Several threat groups are using different malware to target hosts and networks, and one of the newest payloads seen this year is CastleRAT. First observed around March 2025, CastleRAT is a Remote Access Trojan (RAT) that comes in two main builds: a Python version and a compiled C version. They share core goals but differ in some capabilities and how they move around. The Python build is lighter and easier to inspect, while the C build is more powerful and can include extra features.
Splunk Threat Research Team (STRT) analyzed the Python and C compiled executable variants of this CastleRAT malware and found that it communicates with a command-and-control (C2) server using a simple RC4 algorithm, with a hardcoded key for both encryption and decryption. The malware gathers basic system information, such as computer name, username, machine GUID, public IP address, and product/version details which it then transmits to the C2 server. Additionally, it can download and execute further files from the server and provides a remote shell, allowing an attacker to run commands on the compromised machine. In practice, this means that an infected host will contact an external server, send identifying information, and then receive instructions or additional tools from the attacker.
In this blog, STRT will focus on the C-compiled version of CastleRAT to pull out the MITRE ATT&CK tactics, techniques, and procedures (TTPs) we can use to build Splunk detections and classify the threat. The C variant tends to be stealthier and may include extra capabilities such as keystroke capture, screen grabs, or more persistent installation methods, so looking for unusual outbound connections, one-line PowerShell or script downloads, unexpected new binaries in user folders, and signs of RC4-like encrypted traffic are good starting points. We’ll translate those behaviors into practical detection rules and an analyst playbook for containment and investigation.
This CastleRAT client gathers basic system details from a compromised host, including the computer name, username, machine GUID, Product name, and uses the free web service www[.]ip-api[.]com to obtain the public IP. It then sends that information to its command and-control server as part of the malware for regular beaconing.
Figure 01: CastleRAT beacon and C2 communication flow.
CastleRAT launches multiple threads within its process on the compromised machine. Each thread carries out different malicious activities to achieve the attacker’s goals, and one of those techniques is the collection of Clipboard data. This data content is being sent back to the attacker, because users often copy credentials or cryptocurrency addresses. Clipboard scraping is an easy way for malware to harvest sensitive information such as usernames, passwords, and wallet strings.

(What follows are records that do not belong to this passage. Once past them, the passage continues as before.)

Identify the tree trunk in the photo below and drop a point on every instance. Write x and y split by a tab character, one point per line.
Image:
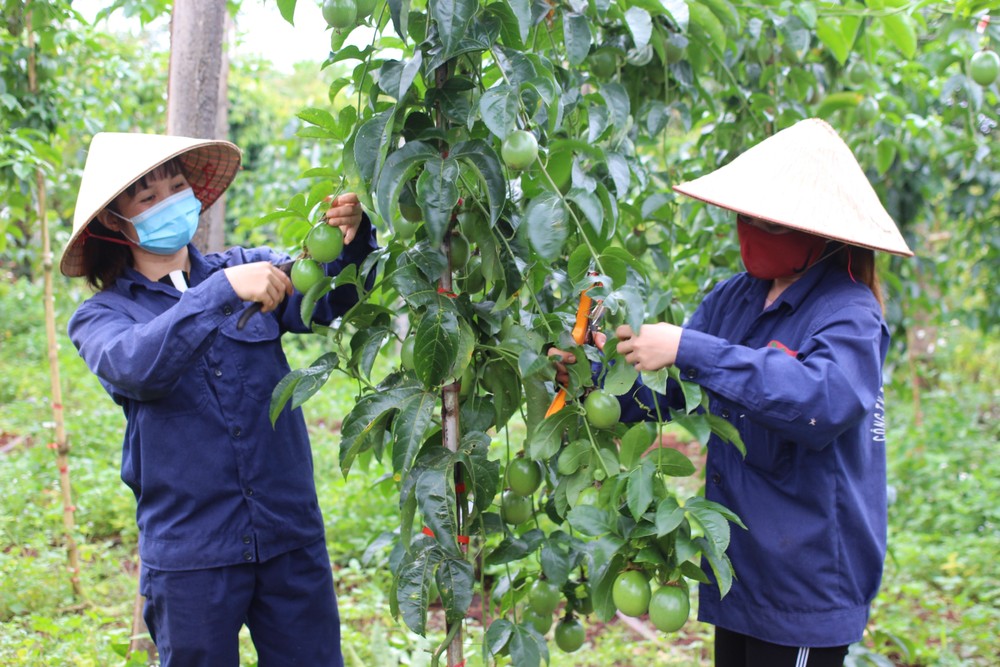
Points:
61	443
196	90
196	107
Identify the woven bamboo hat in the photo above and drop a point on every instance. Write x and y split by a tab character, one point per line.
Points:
804	177
116	160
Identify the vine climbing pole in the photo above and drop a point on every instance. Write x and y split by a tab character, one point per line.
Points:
451	434
61	443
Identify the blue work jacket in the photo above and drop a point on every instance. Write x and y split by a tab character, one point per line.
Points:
802	382
215	484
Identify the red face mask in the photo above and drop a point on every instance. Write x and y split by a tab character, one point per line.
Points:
768	256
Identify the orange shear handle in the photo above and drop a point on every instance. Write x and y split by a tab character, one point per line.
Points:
580	328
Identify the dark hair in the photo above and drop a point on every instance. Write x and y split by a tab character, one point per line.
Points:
860	265
104	261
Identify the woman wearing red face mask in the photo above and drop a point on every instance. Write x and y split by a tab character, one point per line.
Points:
791	354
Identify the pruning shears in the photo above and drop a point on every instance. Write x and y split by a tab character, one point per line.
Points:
286	268
588	315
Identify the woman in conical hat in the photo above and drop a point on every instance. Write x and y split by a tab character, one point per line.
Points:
230	530
791	354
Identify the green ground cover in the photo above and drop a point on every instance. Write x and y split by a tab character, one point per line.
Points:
938	606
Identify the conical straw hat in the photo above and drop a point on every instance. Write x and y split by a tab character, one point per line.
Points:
804	177
116	160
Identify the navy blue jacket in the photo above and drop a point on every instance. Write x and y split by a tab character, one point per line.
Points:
802	381
215	484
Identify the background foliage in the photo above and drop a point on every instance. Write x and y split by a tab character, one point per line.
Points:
647	103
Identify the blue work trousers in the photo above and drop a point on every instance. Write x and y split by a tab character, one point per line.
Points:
287	602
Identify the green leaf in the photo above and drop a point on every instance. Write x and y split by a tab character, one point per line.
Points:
720	564
319	117
706	27
831	34
837	101
435	494
365	419
692	392
590	520
545	219
715	526
287	9
365	346
671	462
669	516
314	294
527	647
437	192
640	489
299	385
885	154
370	145
636	441
485	473
901	30
399	168
640	24
557	562
413	586
436	346
456	582
410	429
620	378
546	439
452	18
498	635
498	108
576	36
617	99
725	430
481	155
576	454
602	582
515	547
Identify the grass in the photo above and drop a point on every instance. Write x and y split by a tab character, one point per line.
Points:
938	606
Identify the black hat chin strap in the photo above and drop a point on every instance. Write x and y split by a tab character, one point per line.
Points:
826	255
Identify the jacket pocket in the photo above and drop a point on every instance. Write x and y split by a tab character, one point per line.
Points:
256	352
766	452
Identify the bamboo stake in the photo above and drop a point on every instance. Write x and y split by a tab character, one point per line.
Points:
61	444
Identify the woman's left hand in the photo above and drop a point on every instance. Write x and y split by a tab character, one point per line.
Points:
344	212
653	348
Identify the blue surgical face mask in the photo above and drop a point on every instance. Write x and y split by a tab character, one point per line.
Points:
169	225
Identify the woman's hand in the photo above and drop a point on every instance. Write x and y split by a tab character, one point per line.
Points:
344	212
563	358
653	348
260	282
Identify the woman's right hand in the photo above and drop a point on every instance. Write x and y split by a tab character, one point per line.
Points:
563	357
260	282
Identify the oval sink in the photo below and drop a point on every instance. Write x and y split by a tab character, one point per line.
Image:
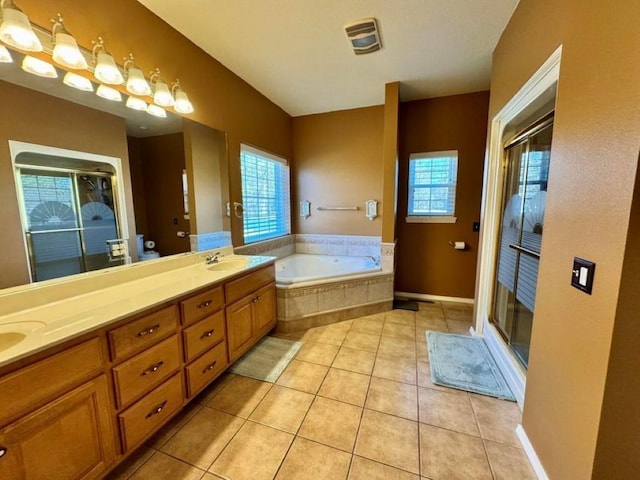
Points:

Figure 02: CastleRAT Clipboard Data Collection
CastleRAT also hijacks the clipboard and simulates paste actions to exfiltrate data stealthily. Rather than opening its own network socket or calling obvious network APIs, the malware copies harvested information to the clipboard and invokes SendInput() (or synthesizes a Ctrl+V) to paste that data into a benign-looking application or web form (for example, a chat client or browser field). By piggybacking on normal user-visible actions, this technique reduces noisy network artifacts and blends exfiltration into ordinary activity, complicating detection and forensic attribution.
Figure 03: CastleRAT Hijack Clipboard via Paste Command Input.
This RAT uses the RC4 stream cipher to encrypt and decrypt data sent to and received from its command‑and‑control server. Figure 4 shows a code snippet from a thread that handles the decryption of CastleRAT DLL plugins downloaded from its C2 server and then launches those plugins using the Windows utility rundll32.exe.
Figure 04: CastleRAT Loading of .DLL Plugins.
Figure 05.A shows a screenshot where CastleRAT reads and sets an environment variable that is disguised to appear like a legitimate Python or Java component. The malware uses this variable as a hidden pointer that other threads within its process can access to read and write monitored data, such as keystrokes, executed processes, browsing history, and other collected information, as illustrated in Figure 05.B. Figure 05.A also highlights the initial configuration of the SetWindowsHookEx() Windows API, which CastleRAT relies on to implement its keylogging technique.
Figure 05.A: CastleRAT Dropped Copy Setup.
Figure 05.B: CastleRAT %appdata%/PythonFilee dropped File
The screenshot below shows CastleRAT creating a new thread that handles RC4‑encrypting a file and sending captured keystrokes to the attacker’s server. The malware intercepts keyboard input, writes it to a keylog.txt file, encrypts that file with RC4, and then exfiltrates the encrypted data to its C2 endpoint.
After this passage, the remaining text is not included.